Séries Killer, le retour


« Mais où va la France ? » se lamentent les paranoïaques religieux de « La Manif pour tous » comme ceux du « Jour de retrait de l’école ». Ils sonnent le tocsin du haut de leur minaret (inutile d’écrire à la rédaction, l’expression mélangeant les deux cultures religieuses, c’est fait exprès). Ils confondent « études sur le genre » et « théorie du genre » et fantasment : « Nos enfants naissent neutre et peuvent ensuite choisir leur sexe ! ». Ils revendiquent : « Pas touche à nos stéréotypes de genres ! » et exhibent leur fille en fée et leur garçon en Zorro.

Il faut s’y faire, la France baigne dans une ambiance maurassienne depuis que Nicolas SARKOZY et Patrick BUISSON ont confondu conseil et enregistrement, accompagnement et récupération de la droitisation de la société.

« Où va la France ? » S’est aussi demandée la petite fille au serre-tête parental qui aurait mieux fait de manger sa banane plutôt que de l’agiter au passage de la garde des sceaux le 25 octobre 2013. En effet, profitant que sa maman était toujours occupée dans la cuisine, elle s’est emparée du numéro de Madame Figaro du 28 février 2014. Elle y a vu le « Portfolio célébrités » d’Isabelle Girard, intitulé « Stars en série » avec le texte introductif suivant :

« Elles sont journaliste, animatrice, productrice… et sériphile.

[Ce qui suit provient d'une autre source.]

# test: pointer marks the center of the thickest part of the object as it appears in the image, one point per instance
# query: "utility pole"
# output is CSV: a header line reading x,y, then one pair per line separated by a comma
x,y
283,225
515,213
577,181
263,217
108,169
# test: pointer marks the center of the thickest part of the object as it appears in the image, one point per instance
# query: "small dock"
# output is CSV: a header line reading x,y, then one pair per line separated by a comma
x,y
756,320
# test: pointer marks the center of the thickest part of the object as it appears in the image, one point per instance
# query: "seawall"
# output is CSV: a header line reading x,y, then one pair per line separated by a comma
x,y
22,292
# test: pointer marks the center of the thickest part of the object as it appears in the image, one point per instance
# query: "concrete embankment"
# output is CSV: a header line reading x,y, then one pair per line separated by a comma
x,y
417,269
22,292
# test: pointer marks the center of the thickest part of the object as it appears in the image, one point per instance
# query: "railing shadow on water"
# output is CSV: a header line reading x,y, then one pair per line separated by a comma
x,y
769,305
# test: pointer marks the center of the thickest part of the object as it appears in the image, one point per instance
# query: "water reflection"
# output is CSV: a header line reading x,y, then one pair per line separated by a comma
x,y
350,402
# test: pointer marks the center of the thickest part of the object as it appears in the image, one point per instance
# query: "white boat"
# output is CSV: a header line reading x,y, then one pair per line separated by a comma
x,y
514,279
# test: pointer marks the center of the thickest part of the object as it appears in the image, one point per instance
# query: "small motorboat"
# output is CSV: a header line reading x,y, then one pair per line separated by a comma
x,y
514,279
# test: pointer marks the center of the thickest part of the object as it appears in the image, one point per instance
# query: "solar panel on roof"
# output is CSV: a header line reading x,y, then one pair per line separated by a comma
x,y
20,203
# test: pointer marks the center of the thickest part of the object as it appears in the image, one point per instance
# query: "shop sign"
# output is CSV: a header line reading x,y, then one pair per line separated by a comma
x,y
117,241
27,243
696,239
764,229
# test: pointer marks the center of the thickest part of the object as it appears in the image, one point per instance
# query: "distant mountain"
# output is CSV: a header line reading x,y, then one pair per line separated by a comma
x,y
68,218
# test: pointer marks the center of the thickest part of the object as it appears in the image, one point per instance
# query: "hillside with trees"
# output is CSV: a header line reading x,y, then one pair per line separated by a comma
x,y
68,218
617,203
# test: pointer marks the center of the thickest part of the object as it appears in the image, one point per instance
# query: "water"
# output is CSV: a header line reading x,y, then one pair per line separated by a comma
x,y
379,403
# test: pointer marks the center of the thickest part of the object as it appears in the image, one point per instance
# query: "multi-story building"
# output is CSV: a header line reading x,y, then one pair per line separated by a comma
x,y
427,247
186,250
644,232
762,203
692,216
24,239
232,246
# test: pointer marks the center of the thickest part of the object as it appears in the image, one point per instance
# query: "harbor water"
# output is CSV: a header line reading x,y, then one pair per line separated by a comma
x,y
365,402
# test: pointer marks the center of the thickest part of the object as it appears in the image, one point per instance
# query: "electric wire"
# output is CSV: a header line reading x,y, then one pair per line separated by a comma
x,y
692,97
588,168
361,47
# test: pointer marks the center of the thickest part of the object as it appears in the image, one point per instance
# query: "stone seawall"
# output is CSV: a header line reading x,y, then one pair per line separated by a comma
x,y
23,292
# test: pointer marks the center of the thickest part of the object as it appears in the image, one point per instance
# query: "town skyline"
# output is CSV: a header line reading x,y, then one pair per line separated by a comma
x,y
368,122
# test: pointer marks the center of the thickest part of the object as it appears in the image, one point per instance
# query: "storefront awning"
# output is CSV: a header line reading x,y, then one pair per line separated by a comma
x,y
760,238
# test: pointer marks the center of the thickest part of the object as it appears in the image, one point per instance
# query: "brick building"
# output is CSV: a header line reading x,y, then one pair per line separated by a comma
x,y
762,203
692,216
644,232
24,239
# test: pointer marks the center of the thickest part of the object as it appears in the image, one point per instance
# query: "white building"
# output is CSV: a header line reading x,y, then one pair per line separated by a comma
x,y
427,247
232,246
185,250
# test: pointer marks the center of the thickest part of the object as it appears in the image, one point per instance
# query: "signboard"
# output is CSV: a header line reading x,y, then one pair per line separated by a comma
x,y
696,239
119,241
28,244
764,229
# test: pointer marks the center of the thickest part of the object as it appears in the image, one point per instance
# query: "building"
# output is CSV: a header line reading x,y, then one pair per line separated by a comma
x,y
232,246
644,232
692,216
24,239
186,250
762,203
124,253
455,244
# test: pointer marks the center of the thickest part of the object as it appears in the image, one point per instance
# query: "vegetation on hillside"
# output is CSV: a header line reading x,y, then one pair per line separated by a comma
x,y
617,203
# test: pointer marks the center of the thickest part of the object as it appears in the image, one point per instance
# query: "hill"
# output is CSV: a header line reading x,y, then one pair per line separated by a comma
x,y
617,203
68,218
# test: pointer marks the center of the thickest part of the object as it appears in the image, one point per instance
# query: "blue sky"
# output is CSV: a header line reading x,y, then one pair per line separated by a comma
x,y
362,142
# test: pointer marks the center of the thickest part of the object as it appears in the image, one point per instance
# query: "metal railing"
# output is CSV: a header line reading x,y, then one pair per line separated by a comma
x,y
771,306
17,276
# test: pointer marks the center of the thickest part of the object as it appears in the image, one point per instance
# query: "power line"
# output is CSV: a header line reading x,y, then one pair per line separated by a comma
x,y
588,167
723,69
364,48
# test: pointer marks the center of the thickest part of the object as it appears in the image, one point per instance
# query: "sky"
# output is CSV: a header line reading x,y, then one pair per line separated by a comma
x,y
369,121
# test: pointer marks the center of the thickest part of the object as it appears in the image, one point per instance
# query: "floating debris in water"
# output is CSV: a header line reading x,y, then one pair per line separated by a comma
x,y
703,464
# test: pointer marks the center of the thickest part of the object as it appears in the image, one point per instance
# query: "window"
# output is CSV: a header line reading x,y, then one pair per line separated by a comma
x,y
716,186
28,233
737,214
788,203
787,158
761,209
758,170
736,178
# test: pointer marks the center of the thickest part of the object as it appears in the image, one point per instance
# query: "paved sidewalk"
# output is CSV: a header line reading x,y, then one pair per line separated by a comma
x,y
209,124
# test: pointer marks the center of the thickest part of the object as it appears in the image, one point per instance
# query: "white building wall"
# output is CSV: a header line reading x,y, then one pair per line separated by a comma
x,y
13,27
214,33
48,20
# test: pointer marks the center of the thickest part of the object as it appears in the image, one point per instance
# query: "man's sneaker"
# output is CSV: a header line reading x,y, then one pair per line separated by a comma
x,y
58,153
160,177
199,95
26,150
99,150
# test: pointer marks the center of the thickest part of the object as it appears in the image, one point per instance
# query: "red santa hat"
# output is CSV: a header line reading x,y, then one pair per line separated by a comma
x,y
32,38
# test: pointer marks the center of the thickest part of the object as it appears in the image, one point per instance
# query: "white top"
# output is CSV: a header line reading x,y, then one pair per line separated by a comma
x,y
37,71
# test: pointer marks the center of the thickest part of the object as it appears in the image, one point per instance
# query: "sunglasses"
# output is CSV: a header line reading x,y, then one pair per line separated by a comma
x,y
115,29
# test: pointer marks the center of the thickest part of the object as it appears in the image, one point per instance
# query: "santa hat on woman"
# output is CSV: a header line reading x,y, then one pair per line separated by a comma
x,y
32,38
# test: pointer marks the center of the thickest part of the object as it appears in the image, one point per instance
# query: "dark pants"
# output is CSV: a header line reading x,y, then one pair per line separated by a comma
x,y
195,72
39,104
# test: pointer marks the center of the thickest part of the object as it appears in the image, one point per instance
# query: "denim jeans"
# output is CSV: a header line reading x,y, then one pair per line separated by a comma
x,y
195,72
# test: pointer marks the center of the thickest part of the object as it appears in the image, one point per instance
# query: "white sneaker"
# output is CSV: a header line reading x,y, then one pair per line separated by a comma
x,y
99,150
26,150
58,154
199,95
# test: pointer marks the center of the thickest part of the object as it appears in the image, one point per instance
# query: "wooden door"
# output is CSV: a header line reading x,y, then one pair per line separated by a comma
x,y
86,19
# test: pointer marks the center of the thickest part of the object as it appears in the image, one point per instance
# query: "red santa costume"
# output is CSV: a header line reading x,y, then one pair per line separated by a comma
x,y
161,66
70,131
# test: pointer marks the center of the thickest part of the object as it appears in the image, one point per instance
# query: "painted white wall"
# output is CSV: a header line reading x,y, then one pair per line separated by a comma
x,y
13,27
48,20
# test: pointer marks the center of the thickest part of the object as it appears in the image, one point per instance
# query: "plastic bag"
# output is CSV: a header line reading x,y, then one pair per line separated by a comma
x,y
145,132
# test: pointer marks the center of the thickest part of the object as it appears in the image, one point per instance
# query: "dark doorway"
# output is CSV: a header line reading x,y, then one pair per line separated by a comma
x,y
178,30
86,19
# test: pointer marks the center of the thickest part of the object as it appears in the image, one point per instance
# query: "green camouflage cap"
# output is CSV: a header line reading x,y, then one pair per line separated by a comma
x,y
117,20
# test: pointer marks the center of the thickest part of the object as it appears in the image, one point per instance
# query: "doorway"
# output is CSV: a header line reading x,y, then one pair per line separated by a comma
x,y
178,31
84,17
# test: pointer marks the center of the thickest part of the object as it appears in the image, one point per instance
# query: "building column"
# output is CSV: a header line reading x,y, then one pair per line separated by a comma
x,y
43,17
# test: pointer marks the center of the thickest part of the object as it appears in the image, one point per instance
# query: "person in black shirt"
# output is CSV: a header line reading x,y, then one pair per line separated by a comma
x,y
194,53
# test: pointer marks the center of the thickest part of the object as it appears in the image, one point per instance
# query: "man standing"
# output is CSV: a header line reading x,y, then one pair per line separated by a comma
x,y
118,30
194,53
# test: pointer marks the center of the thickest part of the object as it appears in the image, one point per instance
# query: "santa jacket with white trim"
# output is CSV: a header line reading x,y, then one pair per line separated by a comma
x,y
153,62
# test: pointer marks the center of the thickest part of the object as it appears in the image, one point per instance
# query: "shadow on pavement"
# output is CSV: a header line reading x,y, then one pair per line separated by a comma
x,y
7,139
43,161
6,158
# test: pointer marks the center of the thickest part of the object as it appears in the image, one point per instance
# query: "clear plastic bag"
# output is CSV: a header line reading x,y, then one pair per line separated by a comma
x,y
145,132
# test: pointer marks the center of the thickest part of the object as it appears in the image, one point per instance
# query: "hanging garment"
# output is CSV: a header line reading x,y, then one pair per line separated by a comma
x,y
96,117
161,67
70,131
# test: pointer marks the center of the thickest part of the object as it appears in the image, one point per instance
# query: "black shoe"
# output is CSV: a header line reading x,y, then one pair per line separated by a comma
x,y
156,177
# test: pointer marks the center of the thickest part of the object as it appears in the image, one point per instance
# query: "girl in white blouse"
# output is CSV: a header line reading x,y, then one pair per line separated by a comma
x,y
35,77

Pour Madame Figaro, six personnalités du petit écran incarnent, le temps d’une séance photo, leur héroïne de série TV préférée. Métamorphoses ».

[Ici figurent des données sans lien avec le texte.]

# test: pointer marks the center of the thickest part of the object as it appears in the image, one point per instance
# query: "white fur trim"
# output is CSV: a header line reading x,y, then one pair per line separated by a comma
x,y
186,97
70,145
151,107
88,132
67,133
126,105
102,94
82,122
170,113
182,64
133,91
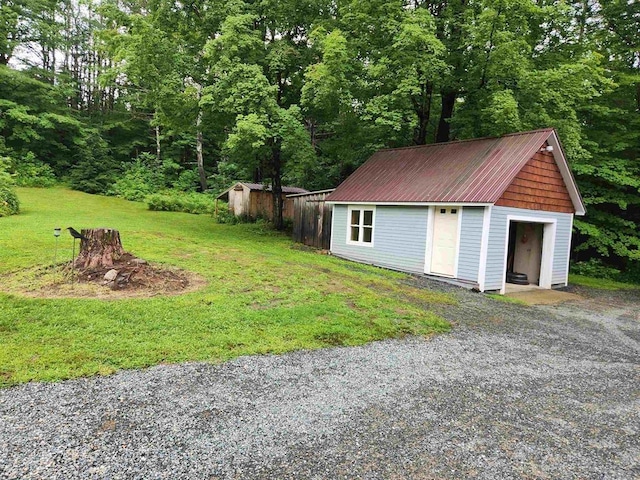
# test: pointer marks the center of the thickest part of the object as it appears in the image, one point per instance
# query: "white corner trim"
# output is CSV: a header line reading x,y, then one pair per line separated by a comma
x,y
484,247
412,204
457,254
361,207
429,245
548,249
333,227
566,278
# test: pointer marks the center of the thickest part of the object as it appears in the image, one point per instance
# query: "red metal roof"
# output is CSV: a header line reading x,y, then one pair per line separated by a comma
x,y
468,171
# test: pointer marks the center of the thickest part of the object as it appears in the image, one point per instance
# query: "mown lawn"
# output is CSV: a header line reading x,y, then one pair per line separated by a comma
x,y
263,294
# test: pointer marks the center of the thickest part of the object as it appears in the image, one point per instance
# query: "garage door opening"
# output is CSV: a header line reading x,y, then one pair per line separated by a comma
x,y
524,257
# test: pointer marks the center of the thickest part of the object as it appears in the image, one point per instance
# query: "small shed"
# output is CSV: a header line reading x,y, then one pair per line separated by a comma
x,y
255,200
479,212
312,218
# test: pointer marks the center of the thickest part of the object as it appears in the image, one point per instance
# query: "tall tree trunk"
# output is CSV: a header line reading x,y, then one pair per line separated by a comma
x,y
157,131
444,127
276,185
199,156
422,107
199,142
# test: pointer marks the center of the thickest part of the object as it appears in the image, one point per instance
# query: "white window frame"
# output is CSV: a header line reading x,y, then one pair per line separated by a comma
x,y
361,208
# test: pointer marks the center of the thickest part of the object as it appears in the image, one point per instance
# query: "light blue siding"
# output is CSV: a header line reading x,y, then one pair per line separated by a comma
x,y
399,238
497,244
470,243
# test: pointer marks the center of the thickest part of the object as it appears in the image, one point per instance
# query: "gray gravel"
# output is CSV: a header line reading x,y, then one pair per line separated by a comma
x,y
512,392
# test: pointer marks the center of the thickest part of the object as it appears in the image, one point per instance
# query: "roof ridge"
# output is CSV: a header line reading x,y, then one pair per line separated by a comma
x,y
549,129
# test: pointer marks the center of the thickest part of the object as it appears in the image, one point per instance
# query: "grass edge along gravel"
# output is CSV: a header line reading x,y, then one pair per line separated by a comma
x,y
263,295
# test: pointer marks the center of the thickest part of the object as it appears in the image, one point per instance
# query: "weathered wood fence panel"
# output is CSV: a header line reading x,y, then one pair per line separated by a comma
x,y
312,219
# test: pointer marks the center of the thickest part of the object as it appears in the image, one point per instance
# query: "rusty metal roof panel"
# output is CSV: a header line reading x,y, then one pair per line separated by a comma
x,y
469,171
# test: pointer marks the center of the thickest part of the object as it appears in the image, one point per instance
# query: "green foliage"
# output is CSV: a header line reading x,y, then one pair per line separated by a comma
x,y
303,94
31,172
600,283
94,171
594,268
140,178
177,201
256,299
9,203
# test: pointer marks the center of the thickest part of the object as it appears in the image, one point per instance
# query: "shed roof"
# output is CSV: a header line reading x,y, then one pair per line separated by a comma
x,y
467,171
262,187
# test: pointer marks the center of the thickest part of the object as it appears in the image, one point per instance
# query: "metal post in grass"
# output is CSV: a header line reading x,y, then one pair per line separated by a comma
x,y
56,233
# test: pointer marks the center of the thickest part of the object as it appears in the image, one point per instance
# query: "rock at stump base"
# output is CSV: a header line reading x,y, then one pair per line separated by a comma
x,y
111,275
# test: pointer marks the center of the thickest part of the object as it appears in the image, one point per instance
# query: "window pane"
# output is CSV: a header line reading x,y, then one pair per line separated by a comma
x,y
367,234
368,217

NatachaPolonyElle a feuilleté les portraits, façon support-publicitaire-textile-et-accessoires, de Mélissa Theuriau, Églantine Éméyé, Daphné Bürki, Élisabeth Quin, Anne-Sophie Lapuix et Natacha Polony. Et là, elle fut assaillie par une vive inquiétude : en effet, le chapeau introductif annonçait bien des « héroïnes », or Natacha Polony est déguisée en Dexter Morgan (Michael C. Hall)… qui est carrément un homme, marié à Rita Bennett (Julie Benz) et père d’Harrison (Jadon Wells). Les bras lui en sont tombés. Quoi, la « théorie du genre » irait même se nicher dans les pages de Madame Figaro ? Elle aurait ainsi déjà gagné le sanctuaire de la mode haut de gamme ? La petite fille alla alors se réfugier dans le magazine que son papa avait oublié sur son fauteuil de son salon. Ouf ! Lui n’exhibait que des femmes dénudées et aucune bite ! Le genre moderne, quoi.